In the January-February 2019 issue, I wrote an article, Integrated Functional Movement, with descriptions for three exercises to strengthen patterns of movement with optimal body mechanics (or biomechanics) that could be applied to everyday activities. Cultural norms and practices tend to lead us away from good body mechanics and into muscle imbalances, where some muscles are overworked and others under utilized. This changes the length and tension of the muscles and fascia, and causes abnormal stresses on joints.
It can be difficult and tedious to acquire optimal body mechanics during everyday tasks as we move about on autopilot. The key is to practice optimal mechanics, slowly at first, and lay down an improved pattern into the neurological system.
In my previous article, “Addressing Chronic Pain from Suboptimal Biomechanics,” I discussed how our body’s biomechanics and movement patterns (the way we hold ourselves and move), can be altered by old injuries or bad habits, which results in an imbalance of muscle tension. Some muscles become overused and painful; others become weak and often “silent.” The fascia (our three-dimensional web of connective tissue) adapts to the imbalance and contributes to abnormal forces on joints. All this can lead to arthritis. Any component can contribute to chronic pain, and this is often difficult to sort out and treat successfully.
The meanings of the two terms, biomechanics and movement patterns are very similar. Good biomechanics result in good movement patterns. Good functional movement patterns have nerves, muscles, joints and fascia that are working together optimally. With optimal biomechanics and integrated movement patterns, there is the potential to be pain-free, because of less joint compression and better-balanced soft tissue tension.
Chronic pain will visit most of us at some point in our lives. It comes and goes, or is it constantly nagging, despite our efforts to deal with it. A trip to your doctor, and maybe to a specialist, may reveal that nothing is seriously wrong—which is good to know. You might be offered an injection to the painful area or a prescription for physical therapy.
Chronic pain could start from a variety of possibilities such as an old injury that may have occurred years or decades in the past. You have long since dismissed it as irrelevant, since the old injury was in one location and the pain you are now experiencing is in another.

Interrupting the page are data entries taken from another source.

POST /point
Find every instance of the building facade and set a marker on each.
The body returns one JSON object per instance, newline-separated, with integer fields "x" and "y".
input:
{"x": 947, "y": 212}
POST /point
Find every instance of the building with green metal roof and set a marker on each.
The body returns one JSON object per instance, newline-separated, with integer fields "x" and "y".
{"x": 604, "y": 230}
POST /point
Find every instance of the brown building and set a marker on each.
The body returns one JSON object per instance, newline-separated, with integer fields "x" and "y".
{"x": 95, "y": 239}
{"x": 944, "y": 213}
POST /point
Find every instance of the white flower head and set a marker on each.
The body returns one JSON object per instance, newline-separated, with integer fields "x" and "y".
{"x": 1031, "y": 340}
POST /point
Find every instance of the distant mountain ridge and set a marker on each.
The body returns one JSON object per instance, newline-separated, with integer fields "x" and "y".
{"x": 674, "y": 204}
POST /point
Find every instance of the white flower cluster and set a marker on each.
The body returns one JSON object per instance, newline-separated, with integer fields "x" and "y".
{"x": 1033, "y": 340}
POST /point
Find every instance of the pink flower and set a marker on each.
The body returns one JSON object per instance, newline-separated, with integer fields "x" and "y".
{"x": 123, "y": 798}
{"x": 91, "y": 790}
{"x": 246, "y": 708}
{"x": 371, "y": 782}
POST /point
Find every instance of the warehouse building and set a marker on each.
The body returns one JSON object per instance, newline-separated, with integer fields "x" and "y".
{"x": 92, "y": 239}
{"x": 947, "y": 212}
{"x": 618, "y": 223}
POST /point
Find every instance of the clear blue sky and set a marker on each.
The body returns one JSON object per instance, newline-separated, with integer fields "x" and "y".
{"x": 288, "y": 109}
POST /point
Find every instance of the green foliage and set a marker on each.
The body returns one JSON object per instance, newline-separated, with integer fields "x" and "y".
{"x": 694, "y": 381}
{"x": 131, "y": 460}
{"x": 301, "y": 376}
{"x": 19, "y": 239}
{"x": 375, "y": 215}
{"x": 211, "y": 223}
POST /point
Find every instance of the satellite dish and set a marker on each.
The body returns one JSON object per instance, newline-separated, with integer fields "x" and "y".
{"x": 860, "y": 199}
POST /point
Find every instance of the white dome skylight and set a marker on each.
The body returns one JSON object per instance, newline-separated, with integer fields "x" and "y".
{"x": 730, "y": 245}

As a physical therapist emphasizing myofascial release and integrated movement, I like to augment my hands-on and exercise treatments with home programs that include foam rollers for soft tissue mobilization, and balls or gadgets to release “knots” in the muscles and fascia. A metal folding chair is another valuable tool for self-treatment. It is indestructible and stores in a closet or behind a door. It is a great value—$15 at your favorite box store.
A person can accomplish multiple stretches and joint range of motion (ROM) from the following pose, using a chair or the lower steps of a stairway: Place one foot on the floor and the other on the seat of the chair and grasp the back of the chair for security. The leg of the lower foot is kept straight, stretching the “gastroc” muscles of the calf and the hip flexors (psoas and company). This also takes the hip and knee into full extension and the ankle into forward bending or dorsiflexion (see first photo, above).